Pilhagens, assaltos e dechoucaj, roubar para ser roubado 
22.01.2010 - 08:45 Por Paulo Moura, em Port au Prince
Os cinco rapazes tomam posição no passeio da Grand Rue, em triângulo. Um deles segura pelo gargalo uma garrafa partida, a zona cortante voltada para fora. Outro tem uma faca na mão, pronta a ser usada. Estão imóveis, atentos, à espera.
Em vários pontos da rua mais comercial de Port au Prince as pilhagens prosseguem, nos escombros dos edifícios que foram lojas ou armazéns. As pessoas furam pelos buracos abertos entre os pedregulhos, ou inventam sistemas para puxar as coisas, com ganchos ou cordas.

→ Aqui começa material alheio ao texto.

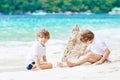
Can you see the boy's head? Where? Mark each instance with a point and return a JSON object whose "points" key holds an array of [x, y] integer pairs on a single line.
{"points": [[86, 36], [43, 35]]}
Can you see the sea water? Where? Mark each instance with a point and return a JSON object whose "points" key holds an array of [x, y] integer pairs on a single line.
{"points": [[18, 33]]}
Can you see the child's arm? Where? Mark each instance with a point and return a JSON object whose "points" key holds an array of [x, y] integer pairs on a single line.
{"points": [[105, 56], [44, 59]]}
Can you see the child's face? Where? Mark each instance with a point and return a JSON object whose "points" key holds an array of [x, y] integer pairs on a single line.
{"points": [[89, 42], [42, 40]]}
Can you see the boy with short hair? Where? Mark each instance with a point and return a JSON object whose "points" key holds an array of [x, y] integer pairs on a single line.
{"points": [[36, 59]]}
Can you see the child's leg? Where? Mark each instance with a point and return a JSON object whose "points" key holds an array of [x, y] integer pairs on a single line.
{"points": [[89, 57]]}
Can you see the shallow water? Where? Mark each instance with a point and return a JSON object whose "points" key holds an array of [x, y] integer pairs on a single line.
{"points": [[17, 34]]}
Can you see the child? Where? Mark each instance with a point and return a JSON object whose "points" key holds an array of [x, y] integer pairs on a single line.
{"points": [[36, 59], [96, 52]]}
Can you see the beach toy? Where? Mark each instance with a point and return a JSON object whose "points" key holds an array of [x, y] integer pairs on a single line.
{"points": [[29, 67]]}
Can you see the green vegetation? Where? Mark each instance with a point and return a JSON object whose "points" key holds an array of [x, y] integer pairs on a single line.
{"points": [[49, 6]]}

Uma vez na posse de roupas, pacotes de comida, rádios, há que enfrentar os grupos armados. Não é possível passar por qualquer rua da cidade com qualquer coisa nas mãos sem se ser roubado, se necessário à força.
Um homem corre com um saco cheio de pequenos aparelhos electrónicos, provavelmente telemóveis e transístores. Mas ao passar em frente do gang de cinco rapazes percebe que vai ter de largar tudo. Os rapazes avançam, facas e garrafas em punho, o homem corre, mas acaba por atirar o saco para o chão. O gang foge com o produto do roubo.
No Haiti, chama-se a isto dechoucaj. É uma forma de assalto com táctica e rapidez. Assume diversas variantes. A pé ou de moto, com facas ou armas de fogo, grupos pequenos ou maiores. É também um modo de vida.
É assim que actuam tanto os assaltantes privados e avulsos, como os gangs. Mas estes são a maioria. Segundo uma fonte da Polícia, cerca de 20 por cento dos assaltos que ocorrem actualmente no centro de Port au Prince são executados por pessoas que têm fome. Os outros 80 por cento são responsabilidade dos gangs organizados.
Destes, a quase totalidade é oriunda dos três bairros pobres e violentos da capital: Delmas 2, Grande Ravine e Cité du Soleil. Mas este último, Cité du Soleil, é verdadeiramente o reino os gangs. A sua acção consiste na dechoucaj, mas também em vários tipos de tráfico e raptos com pedido de resgate.
E como estas práticas são omnipresentes em qualquer zona da cidade, as pessoas são obrigadas a defenderem-se. Ninguém pode andar na rua desarmado, principalmente se for às compras, ou, agora após o terramoto, se andar calmamente pela rua a pilhar aqui e ali, ou simplesmente a tentar resgatar os seus próprios bens dos destroços da sua casa.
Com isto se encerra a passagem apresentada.